Published by MAC on 2007-05-04

US Has 'Implicit' Price on Carbon Emissions - DOE

PlanetArk US

4th May 2007

NEW YORK - Utilities in the United States are factoring in an "implicit" price for carbon emissions that may push them to clean up or scrap coal-fired power plants, a top ranking US Energy Department official said on Thursday.

Many scientists, analysts, brokers and academics say regulating the gases linked to global warming would put a stiff explicit price on emitting them.

A price of about US$30 a ton for carbon emissions would stimulate utilities to install expensive technology to capture and bury carbon dioxide from plants that burn coal, according to a recent Massachusetts Institute of Technology study.

Coal produces more of the heat-trapping gas than oil and natural gas.

The United States emits more heat-trapping gases than any other country, but does not regulate them.

"One could argue that there is an implicit pricing of carbon going on in the US market," Andrew Karsner, assistant secretary at the Department of Energy in charge of renewable energy, said in an interview. "And it affects valuations, so people do account for what is the potential risk relative to time, permitting, siting and emissions changes of law."

Focus on US greenhouse emissions has intensified this year after scientists who advise the United Nations released reports that human-induced global warming will cause more hunger, droughts, heat waves and rising seas. Their report on how to combat emissions is due on Friday.
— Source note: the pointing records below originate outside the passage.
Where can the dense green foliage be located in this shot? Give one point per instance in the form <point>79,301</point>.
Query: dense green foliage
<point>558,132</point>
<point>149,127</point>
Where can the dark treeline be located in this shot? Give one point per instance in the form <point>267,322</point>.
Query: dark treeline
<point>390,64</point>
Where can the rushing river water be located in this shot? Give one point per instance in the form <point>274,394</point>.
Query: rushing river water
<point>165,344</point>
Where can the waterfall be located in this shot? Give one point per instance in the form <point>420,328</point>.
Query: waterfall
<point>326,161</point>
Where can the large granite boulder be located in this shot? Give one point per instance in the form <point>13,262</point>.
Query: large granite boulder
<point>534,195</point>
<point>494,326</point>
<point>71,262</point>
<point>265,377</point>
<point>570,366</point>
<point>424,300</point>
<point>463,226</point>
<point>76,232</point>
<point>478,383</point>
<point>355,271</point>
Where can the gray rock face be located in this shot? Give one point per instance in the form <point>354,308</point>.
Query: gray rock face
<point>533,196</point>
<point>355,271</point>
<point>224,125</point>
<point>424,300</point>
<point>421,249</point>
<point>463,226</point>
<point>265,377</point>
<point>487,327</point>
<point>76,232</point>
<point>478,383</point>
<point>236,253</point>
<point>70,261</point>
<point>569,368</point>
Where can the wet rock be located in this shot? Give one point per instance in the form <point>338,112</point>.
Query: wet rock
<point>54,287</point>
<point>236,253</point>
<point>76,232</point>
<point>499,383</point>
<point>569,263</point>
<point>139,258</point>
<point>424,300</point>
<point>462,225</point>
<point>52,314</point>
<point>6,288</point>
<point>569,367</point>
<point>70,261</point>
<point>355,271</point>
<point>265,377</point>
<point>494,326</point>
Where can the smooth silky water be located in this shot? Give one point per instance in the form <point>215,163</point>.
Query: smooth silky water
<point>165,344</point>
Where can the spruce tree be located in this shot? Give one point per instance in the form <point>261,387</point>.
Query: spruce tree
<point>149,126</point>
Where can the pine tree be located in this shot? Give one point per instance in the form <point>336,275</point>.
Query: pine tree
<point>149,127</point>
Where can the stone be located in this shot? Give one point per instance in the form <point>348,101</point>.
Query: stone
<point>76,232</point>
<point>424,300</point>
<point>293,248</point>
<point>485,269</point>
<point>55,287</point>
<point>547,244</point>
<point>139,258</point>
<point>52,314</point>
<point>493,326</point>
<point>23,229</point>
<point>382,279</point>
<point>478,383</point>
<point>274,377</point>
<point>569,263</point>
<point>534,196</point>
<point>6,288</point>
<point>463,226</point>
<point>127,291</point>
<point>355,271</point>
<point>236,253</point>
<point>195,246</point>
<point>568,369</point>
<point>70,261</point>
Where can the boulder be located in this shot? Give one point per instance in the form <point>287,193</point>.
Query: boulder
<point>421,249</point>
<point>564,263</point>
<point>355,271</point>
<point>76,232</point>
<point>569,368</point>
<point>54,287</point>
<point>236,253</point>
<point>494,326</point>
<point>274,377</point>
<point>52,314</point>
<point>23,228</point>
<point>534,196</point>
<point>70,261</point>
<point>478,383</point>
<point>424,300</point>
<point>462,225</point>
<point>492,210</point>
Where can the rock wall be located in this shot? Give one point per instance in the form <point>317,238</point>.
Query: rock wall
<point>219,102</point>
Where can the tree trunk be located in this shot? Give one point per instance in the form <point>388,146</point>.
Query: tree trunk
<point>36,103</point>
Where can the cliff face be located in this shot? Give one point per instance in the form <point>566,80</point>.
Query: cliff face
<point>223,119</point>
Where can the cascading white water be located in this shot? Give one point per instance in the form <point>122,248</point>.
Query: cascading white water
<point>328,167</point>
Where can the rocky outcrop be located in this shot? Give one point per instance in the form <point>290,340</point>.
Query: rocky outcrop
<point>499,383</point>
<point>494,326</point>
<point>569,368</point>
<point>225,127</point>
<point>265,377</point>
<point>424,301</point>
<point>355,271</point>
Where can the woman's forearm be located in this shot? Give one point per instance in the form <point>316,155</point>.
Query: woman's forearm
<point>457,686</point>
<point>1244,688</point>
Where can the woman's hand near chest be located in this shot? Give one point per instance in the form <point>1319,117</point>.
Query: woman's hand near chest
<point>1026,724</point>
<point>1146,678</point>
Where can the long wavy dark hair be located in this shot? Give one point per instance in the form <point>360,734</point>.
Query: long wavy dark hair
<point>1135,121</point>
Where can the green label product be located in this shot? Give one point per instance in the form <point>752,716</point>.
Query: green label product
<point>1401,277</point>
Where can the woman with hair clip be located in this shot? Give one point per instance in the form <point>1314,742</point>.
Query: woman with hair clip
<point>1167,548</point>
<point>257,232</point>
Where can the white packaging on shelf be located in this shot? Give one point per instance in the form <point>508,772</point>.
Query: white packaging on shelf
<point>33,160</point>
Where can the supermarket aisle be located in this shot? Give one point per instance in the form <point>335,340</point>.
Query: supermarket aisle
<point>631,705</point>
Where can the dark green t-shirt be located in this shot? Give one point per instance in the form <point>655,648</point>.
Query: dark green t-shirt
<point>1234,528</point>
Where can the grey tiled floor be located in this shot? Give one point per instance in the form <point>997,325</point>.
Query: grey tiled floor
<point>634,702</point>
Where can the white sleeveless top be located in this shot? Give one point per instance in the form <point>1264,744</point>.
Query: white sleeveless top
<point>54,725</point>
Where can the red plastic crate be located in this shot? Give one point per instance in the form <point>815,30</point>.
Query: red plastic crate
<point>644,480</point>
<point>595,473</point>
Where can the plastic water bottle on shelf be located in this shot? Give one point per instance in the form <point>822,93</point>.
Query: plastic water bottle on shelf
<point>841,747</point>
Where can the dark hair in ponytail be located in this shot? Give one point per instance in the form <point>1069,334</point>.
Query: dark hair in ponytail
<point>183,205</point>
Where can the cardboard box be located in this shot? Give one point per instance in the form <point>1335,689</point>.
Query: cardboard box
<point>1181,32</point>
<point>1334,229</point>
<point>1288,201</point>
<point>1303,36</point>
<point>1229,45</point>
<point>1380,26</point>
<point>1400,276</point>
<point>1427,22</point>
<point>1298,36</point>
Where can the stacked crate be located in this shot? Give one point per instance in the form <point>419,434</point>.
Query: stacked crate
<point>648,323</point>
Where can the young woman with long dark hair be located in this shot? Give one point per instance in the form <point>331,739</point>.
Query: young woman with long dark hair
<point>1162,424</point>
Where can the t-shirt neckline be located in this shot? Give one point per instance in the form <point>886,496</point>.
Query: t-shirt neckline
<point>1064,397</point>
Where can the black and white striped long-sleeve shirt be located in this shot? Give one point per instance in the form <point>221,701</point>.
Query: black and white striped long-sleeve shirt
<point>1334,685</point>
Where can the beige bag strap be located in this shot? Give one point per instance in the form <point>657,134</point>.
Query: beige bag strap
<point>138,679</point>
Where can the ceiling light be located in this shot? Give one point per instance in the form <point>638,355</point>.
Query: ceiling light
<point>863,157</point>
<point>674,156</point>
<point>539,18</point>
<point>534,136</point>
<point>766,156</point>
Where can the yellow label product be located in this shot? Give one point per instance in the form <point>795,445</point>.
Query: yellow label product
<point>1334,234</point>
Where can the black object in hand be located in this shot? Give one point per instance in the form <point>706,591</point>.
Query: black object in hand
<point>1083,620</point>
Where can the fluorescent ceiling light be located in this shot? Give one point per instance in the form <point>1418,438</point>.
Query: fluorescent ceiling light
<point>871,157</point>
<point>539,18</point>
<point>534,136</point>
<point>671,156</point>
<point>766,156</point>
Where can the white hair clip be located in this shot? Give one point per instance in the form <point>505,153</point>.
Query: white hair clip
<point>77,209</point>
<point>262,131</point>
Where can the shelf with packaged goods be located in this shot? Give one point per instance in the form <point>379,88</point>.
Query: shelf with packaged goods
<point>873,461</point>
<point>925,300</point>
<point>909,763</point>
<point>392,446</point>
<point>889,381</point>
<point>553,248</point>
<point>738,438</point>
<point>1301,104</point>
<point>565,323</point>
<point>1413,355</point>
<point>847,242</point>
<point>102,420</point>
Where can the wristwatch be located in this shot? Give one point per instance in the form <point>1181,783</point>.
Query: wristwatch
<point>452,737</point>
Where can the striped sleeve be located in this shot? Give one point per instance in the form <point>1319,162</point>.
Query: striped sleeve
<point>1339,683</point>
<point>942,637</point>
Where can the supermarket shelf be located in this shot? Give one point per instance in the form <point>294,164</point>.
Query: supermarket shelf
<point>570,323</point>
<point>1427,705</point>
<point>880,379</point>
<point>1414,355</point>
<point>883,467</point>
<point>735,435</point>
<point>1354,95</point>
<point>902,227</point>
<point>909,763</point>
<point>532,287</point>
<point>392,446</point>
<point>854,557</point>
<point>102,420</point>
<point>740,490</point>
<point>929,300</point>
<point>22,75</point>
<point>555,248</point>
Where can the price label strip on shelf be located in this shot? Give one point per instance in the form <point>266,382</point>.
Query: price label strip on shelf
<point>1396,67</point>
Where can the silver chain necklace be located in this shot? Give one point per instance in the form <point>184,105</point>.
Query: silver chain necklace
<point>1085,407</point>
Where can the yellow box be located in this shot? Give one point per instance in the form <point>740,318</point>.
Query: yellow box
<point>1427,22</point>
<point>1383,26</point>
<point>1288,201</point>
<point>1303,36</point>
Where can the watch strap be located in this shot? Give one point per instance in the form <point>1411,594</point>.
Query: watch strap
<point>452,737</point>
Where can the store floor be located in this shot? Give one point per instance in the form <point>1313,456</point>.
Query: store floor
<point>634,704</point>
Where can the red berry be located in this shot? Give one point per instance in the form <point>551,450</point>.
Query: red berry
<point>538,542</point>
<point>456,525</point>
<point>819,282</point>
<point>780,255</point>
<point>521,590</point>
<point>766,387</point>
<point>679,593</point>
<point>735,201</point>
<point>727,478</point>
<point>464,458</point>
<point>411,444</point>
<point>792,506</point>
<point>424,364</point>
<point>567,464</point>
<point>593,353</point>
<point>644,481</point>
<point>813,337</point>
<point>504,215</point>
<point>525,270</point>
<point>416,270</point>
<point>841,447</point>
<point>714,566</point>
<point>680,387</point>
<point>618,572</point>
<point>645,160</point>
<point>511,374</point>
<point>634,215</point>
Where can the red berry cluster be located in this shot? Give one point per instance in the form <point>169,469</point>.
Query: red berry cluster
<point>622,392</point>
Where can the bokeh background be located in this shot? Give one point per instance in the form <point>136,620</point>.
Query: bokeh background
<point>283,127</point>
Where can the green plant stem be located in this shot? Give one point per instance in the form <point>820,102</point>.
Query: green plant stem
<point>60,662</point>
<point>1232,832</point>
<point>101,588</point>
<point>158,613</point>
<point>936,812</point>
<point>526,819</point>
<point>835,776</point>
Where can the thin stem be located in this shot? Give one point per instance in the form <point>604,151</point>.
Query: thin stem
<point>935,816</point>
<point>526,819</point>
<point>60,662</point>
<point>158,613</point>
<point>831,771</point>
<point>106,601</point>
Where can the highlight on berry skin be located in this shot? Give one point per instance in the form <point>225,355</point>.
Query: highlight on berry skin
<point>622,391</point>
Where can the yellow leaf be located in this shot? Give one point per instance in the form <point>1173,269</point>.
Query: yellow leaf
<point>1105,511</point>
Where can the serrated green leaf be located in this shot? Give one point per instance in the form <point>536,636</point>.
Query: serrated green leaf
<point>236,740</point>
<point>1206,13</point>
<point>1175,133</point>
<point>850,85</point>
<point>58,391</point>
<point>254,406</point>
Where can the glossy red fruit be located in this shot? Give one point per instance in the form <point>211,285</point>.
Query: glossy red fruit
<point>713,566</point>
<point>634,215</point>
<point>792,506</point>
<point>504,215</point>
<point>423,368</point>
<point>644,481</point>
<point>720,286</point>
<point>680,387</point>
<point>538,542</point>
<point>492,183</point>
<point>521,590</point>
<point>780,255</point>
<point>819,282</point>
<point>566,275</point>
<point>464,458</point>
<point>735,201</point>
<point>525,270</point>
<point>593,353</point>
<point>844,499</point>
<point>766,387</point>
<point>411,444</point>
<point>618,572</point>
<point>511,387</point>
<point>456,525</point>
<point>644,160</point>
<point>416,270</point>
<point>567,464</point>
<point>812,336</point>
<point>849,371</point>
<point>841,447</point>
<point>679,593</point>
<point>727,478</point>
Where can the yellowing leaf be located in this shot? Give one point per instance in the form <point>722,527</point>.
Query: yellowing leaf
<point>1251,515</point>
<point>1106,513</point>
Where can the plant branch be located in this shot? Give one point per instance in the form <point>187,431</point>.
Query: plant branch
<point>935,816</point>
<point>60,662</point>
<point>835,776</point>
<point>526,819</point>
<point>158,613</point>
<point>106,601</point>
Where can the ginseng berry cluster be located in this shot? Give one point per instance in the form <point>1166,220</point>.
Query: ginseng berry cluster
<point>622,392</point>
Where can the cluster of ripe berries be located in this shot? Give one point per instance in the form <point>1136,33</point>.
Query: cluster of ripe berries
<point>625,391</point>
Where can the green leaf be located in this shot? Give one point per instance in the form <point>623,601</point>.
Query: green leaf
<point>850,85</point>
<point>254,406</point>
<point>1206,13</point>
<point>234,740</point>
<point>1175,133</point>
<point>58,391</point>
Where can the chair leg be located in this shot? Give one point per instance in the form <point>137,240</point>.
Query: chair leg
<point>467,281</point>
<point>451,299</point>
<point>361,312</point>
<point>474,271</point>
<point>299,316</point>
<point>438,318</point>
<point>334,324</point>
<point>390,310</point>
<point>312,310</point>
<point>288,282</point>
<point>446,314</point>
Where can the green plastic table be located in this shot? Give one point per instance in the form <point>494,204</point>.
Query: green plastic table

Karsner said power company TXU Corp.'s decision in February to scrap plans for eight of 11 coal-fired plants in Texas was an example of how the implicit pricing has made companies think about coal.

Still, more than 150 coal-fired power plants are being planned in the United States, the most in decades. About 12 of those are under construction, with another six close to being built. None of the plants plan to add carbon capture and sequestration equipment.

Karsner would not estimate how many plants might be scrapped, but said companies could feel pressure to clean up. "I think the bar will be very high for cleanliness of output and I think that the coal industry will find it in their interest to reach that bar."

The United States has the world's top coal reserves, while output of natural gas and oil is falling.

"It is not going away as a substantial source of power generation," Karsner said. How to cut coal's output of pollutants like mercury and smog and acid rain components as well as carbon "is almost the exclusive focus" of the Department of Energy's fossil fuel department now, he said.

He said it would not be logical for the United States to make mandatory emissions cuts unless rapidly growing China and India also cut them. "Let's come up with a policy that addresses the fact that China added as much generation capacity last year as all of France ... and most if it dirty coal," he said.

US 2008 presidential candidates from both major parties say they would regulate greenhouse gases.